Having the parent read in the data and hand off each piece to the appropriate thread(s) (I'm guessing via Thread::Queue might be a good way) is the most general method that springs to my mind.
Something like this maybe?:
Problem: That will take ~4 hours to process a 3.5 GB file. And that's with the output redirected to nul so there is no competition for the disk head.
I'd probably do something similar except using processes and simple pipes, as I've often done.
So something like this, but using processes instead of threads perhaps?:
This fares better and only takes ~15 minutes to process the 3.5GB.
But all that effort is for naught as this:
C:\test>perl -pe"s[a][A]" phrases.txt >nul
processes the same 3.5GB in exactly the same way, but in less than 2 minutes.

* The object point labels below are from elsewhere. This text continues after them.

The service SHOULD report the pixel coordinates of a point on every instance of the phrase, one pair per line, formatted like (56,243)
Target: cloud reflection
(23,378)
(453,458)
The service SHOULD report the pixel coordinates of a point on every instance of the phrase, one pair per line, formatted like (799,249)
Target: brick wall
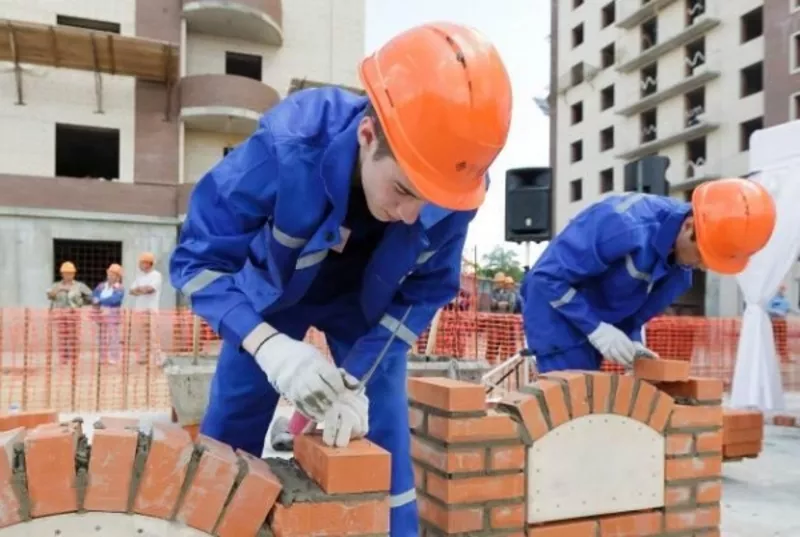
(629,457)
(137,477)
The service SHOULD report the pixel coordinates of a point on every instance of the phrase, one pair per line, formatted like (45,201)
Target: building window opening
(246,65)
(91,258)
(87,152)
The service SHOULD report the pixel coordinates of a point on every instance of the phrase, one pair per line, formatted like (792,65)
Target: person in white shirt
(146,296)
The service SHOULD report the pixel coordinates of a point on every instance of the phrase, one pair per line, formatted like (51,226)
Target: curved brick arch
(472,462)
(153,479)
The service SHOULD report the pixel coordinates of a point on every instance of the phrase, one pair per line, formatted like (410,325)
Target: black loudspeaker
(529,204)
(648,175)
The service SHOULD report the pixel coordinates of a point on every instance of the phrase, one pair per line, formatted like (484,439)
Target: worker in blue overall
(625,259)
(348,214)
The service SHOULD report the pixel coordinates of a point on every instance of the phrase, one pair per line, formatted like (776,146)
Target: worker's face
(390,195)
(686,251)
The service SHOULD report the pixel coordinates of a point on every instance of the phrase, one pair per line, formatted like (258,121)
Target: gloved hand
(299,372)
(613,344)
(348,418)
(644,352)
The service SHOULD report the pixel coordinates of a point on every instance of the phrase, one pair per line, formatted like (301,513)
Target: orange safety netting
(91,360)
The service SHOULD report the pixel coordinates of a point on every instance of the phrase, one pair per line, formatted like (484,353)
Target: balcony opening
(576,151)
(695,56)
(696,158)
(695,103)
(694,10)
(88,24)
(752,24)
(607,97)
(87,152)
(648,122)
(607,180)
(576,74)
(607,138)
(608,56)
(649,80)
(608,15)
(576,110)
(746,130)
(752,79)
(91,258)
(246,65)
(649,34)
(577,35)
(576,190)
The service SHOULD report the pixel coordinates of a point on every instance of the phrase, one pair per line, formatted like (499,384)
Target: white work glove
(347,418)
(613,344)
(300,373)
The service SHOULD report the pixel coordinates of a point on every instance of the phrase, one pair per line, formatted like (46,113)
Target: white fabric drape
(775,154)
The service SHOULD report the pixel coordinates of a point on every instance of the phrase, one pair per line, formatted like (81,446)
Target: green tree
(501,260)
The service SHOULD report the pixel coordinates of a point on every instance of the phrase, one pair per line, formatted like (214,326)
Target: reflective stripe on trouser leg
(388,427)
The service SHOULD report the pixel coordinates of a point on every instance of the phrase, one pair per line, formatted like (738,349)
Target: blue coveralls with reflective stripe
(612,263)
(261,242)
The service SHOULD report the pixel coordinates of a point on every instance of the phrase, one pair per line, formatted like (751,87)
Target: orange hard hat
(147,257)
(443,98)
(733,219)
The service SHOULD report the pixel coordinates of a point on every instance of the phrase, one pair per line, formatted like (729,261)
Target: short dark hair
(383,150)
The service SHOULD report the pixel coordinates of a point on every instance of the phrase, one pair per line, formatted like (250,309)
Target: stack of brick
(743,433)
(157,474)
(543,462)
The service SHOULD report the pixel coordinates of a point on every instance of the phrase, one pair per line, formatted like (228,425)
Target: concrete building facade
(687,79)
(111,111)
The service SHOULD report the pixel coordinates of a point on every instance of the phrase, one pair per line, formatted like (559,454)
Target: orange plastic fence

Now the "processing" in all these examples is pretty light, just a single pass of each record, but it serves to highlight the scale of the overhead involved in distributing the records. And the scale that the processing would need to involve to make either of these distribution mechanisms viable.
The pipes mechanism is more efficient than the shared queues, and should be pretty much the same between processes as it is between threads, so I doubt there is much to be gained by going that route.
Maybe you have some mechanism in mind that will radically alter the overheads equation, but there is an awful lot of in-the-mind's-eye-expertise around here, and having spent a long time trying to find a good way to do this very thing, I'd really like to be educated by someone who's actually made it work.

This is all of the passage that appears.